Mientras más quiero a alguien, más me preocupo de qué darles. A veces es algo que yo puedo hacer. Y eso lleva doble esfuerzo.
Vivir con un adolescente es amanecer con personas distintas cada cierto tiempo. Por ejemplo: una semana, sólo come pechuga de pollo; a la siguiente “nunca le ha gustado la pechuga de pollo”. Y uno que quiere quedar bien y llenó el congelador de su comida favorita, tiene un inventario sobrante, esperando el siguiente ciclo.
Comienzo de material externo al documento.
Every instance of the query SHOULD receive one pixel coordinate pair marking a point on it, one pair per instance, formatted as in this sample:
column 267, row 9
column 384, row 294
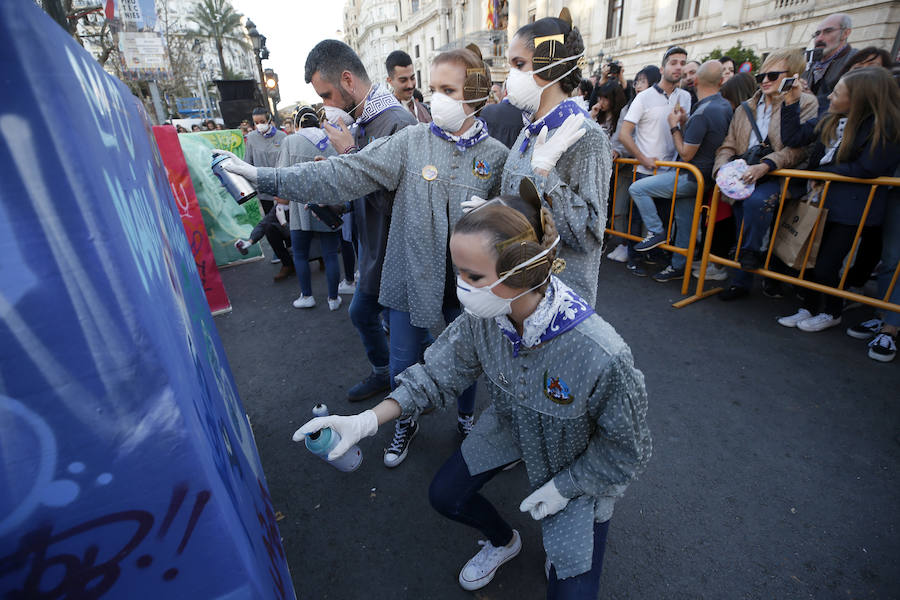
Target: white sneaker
column 713, row 272
column 482, row 567
column 818, row 323
column 620, row 254
column 791, row 321
column 304, row 302
column 347, row 287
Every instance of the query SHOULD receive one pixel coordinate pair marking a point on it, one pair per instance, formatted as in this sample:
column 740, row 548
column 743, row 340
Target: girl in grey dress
column 544, row 70
column 571, row 404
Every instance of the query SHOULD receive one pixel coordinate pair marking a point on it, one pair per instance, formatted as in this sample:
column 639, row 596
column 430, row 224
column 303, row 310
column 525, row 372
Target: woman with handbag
column 859, row 136
column 755, row 136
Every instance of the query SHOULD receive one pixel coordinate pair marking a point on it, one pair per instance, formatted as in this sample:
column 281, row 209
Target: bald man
column 696, row 138
column 831, row 38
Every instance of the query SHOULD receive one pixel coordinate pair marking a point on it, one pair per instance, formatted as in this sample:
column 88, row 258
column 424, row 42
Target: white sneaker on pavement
column 791, row 321
column 482, row 567
column 347, row 287
column 304, row 302
column 620, row 254
column 819, row 322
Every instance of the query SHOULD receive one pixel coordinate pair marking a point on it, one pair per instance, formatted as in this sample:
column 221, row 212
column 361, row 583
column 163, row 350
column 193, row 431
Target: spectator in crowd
column 402, row 79
column 340, row 79
column 739, row 88
column 689, row 79
column 434, row 169
column 562, row 150
column 275, row 228
column 263, row 145
column 830, row 38
column 868, row 57
column 727, row 68
column 696, row 138
column 504, row 120
column 649, row 75
column 757, row 211
column 579, row 457
column 859, row 136
column 608, row 107
column 309, row 143
column 586, row 88
column 645, row 131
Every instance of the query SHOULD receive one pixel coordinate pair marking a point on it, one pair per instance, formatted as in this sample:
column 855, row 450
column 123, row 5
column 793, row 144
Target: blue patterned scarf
column 478, row 133
column 552, row 120
column 560, row 310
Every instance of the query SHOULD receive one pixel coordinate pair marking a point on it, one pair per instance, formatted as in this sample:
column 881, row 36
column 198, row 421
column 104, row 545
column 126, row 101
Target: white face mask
column 523, row 91
column 485, row 304
column 335, row 115
column 448, row 113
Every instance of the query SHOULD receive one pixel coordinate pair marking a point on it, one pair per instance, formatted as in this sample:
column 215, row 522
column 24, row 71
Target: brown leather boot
column 285, row 272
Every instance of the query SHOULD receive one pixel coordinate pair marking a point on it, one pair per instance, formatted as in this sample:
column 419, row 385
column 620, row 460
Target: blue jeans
column 890, row 255
column 331, row 245
column 454, row 493
column 644, row 190
column 365, row 314
column 756, row 212
column 408, row 344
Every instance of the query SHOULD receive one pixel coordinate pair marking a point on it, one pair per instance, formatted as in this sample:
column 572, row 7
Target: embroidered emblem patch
column 556, row 389
column 481, row 168
column 429, row 172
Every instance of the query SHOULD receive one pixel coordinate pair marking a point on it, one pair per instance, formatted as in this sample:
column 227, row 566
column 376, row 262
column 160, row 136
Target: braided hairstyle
column 553, row 51
column 516, row 231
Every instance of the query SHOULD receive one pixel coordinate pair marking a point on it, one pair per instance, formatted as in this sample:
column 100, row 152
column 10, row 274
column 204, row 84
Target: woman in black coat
column 858, row 137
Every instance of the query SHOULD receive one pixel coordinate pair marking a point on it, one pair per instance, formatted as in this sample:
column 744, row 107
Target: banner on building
column 191, row 217
column 226, row 220
column 127, row 462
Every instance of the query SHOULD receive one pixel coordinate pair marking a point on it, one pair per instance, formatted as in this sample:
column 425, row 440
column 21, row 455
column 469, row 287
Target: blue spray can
column 324, row 441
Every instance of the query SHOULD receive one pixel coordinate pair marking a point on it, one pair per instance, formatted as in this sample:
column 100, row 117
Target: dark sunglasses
column 772, row 75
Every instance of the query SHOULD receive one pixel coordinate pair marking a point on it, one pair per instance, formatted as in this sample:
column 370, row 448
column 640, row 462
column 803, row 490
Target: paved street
column 774, row 470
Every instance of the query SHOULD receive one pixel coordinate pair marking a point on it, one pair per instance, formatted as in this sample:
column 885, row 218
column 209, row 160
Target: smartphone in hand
column 787, row 84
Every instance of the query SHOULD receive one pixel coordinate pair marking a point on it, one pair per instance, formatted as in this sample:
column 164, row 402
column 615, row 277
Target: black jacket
column 845, row 201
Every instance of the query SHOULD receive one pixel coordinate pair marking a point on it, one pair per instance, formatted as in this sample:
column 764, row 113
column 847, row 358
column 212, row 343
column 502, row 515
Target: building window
column 687, row 9
column 614, row 15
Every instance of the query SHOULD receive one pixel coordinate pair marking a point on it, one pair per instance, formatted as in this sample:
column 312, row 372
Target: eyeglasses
column 827, row 31
column 771, row 75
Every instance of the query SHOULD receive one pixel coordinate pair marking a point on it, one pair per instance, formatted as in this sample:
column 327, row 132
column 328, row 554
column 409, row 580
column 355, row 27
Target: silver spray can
column 239, row 188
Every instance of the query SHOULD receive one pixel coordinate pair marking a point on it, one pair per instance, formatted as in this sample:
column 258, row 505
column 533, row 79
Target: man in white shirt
column 402, row 79
column 645, row 130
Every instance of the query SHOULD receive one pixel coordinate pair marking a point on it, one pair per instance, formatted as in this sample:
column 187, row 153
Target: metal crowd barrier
column 688, row 252
column 707, row 257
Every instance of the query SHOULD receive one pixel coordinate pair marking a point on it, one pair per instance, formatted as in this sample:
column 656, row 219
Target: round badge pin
column 429, row 172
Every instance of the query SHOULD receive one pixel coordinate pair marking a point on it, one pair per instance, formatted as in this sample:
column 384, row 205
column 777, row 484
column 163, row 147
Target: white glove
column 546, row 153
column 470, row 205
column 237, row 166
column 351, row 429
column 544, row 501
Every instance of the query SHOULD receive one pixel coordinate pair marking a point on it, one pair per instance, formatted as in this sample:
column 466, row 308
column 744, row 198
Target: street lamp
column 259, row 46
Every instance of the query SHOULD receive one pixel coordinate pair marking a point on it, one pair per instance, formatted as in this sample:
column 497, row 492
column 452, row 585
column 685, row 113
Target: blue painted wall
column 127, row 464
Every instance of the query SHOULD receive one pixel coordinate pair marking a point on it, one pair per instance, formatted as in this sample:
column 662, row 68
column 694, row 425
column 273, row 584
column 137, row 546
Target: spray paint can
column 324, row 441
column 239, row 188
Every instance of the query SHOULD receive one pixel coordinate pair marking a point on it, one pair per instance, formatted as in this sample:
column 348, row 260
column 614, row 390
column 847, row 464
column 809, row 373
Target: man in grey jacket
column 340, row 79
column 830, row 38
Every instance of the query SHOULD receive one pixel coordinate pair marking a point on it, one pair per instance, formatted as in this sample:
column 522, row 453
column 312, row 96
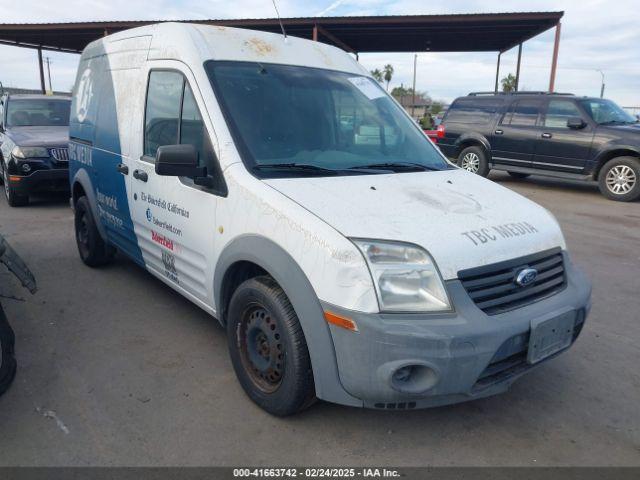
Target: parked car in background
column 537, row 133
column 14, row 263
column 34, row 136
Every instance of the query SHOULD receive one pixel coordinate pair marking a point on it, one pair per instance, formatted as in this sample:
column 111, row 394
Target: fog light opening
column 414, row 378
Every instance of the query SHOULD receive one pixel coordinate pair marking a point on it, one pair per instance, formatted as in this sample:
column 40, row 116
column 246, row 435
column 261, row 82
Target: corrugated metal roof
column 394, row 33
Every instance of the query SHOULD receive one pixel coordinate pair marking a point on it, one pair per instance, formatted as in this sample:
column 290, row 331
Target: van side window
column 523, row 113
column 162, row 112
column 559, row 111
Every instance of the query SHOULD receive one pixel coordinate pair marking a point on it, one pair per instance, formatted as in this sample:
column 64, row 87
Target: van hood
column 52, row 136
column 462, row 219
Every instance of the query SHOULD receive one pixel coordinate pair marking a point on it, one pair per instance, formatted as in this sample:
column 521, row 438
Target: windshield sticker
column 367, row 87
column 499, row 232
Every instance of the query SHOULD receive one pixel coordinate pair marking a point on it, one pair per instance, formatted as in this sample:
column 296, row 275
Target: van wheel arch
column 234, row 276
column 249, row 254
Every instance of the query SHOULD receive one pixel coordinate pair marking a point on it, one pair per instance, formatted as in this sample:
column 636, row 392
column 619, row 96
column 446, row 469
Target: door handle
column 140, row 175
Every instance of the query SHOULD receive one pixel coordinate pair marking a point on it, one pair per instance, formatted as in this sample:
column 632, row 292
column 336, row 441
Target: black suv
column 34, row 142
column 539, row 133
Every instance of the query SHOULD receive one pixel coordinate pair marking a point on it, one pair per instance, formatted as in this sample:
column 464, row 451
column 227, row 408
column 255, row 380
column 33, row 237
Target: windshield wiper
column 396, row 167
column 301, row 167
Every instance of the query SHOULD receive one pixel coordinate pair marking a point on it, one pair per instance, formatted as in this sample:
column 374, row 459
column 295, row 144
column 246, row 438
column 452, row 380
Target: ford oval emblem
column 526, row 276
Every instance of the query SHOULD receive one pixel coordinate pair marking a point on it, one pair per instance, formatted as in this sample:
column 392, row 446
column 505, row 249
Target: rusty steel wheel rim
column 262, row 349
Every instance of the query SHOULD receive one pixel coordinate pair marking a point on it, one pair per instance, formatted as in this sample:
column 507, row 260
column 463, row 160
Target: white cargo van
column 275, row 184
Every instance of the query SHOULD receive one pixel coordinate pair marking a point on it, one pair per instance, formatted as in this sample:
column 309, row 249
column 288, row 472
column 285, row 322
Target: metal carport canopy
column 411, row 33
column 480, row 32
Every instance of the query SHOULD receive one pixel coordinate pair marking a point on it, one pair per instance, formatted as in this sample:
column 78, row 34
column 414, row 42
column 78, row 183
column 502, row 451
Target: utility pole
column 49, row 72
column 413, row 101
column 602, row 85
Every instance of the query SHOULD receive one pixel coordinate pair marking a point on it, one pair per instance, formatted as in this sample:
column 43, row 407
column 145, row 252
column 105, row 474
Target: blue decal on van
column 95, row 147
El proceso de la adolescencia es, principalmente, de desarrollo neuronal. El cerebro está en modificaciones masivas y eso, cómo no, afecta las emociones y todo lo demás. Si la infancia es la etapa de conexiones sin discriminación, la adolescencia es el momento en el que el cerebro se queda con lo más relevante. Allí se desarrolla un gusto propio, un sentido de independencia, hay necesidad de vencer retos. Y, si uno de padre no le fomenta toda esta creación de sí mismos, con reglas y orden y desafíos y cariño, se corre el riesgo de truncar su crecimiento.
Mis adolescentes me retan a mí también y me hacen repensar si lo que digo que me gusta, todavía es cierto. De pronto a mí tampoco me fascina lo mismo.
Estoy gorda. O, mejor dicho, no estoy flaca. Me he pasado mucho tiempo haciendo músculo y ahora me lamento porque quisiera verme flaca y no lo estoy. No es malo pero no es mi preferencia. Y necesito a mi mamá, quien me tenía el peso en los ojos y me decía en dónde me veía bien. Yo no tengo ojo para eso.
Crecemos con tantas expectativas de nuestra propia apariencia, externas e internas, que es difícil hacer una buena autoevaluación. Alguna vez un amigo me dijo que me tomara una foto con la cara tapada y que eso me iba a ayudar a tener una mejor perspectiva. Es ridículo, creo, que uno no se pueda ver como es. Se quiere ver distinto. Siempre, al menos en mi caso.
Seguiré haciendo un montón de pesas y acumulando músculo y quejándome que no me queda la ropa igual. Porque, sinceramente, me interesa más ser una vieja capaz de levantarme del suelo que ser flaca. Distinto por completo que mi mamá, que precisamente me hace falta porque no está desde hace 18 años conmigo. Mejor hubiera estado menos flaca, pero sana.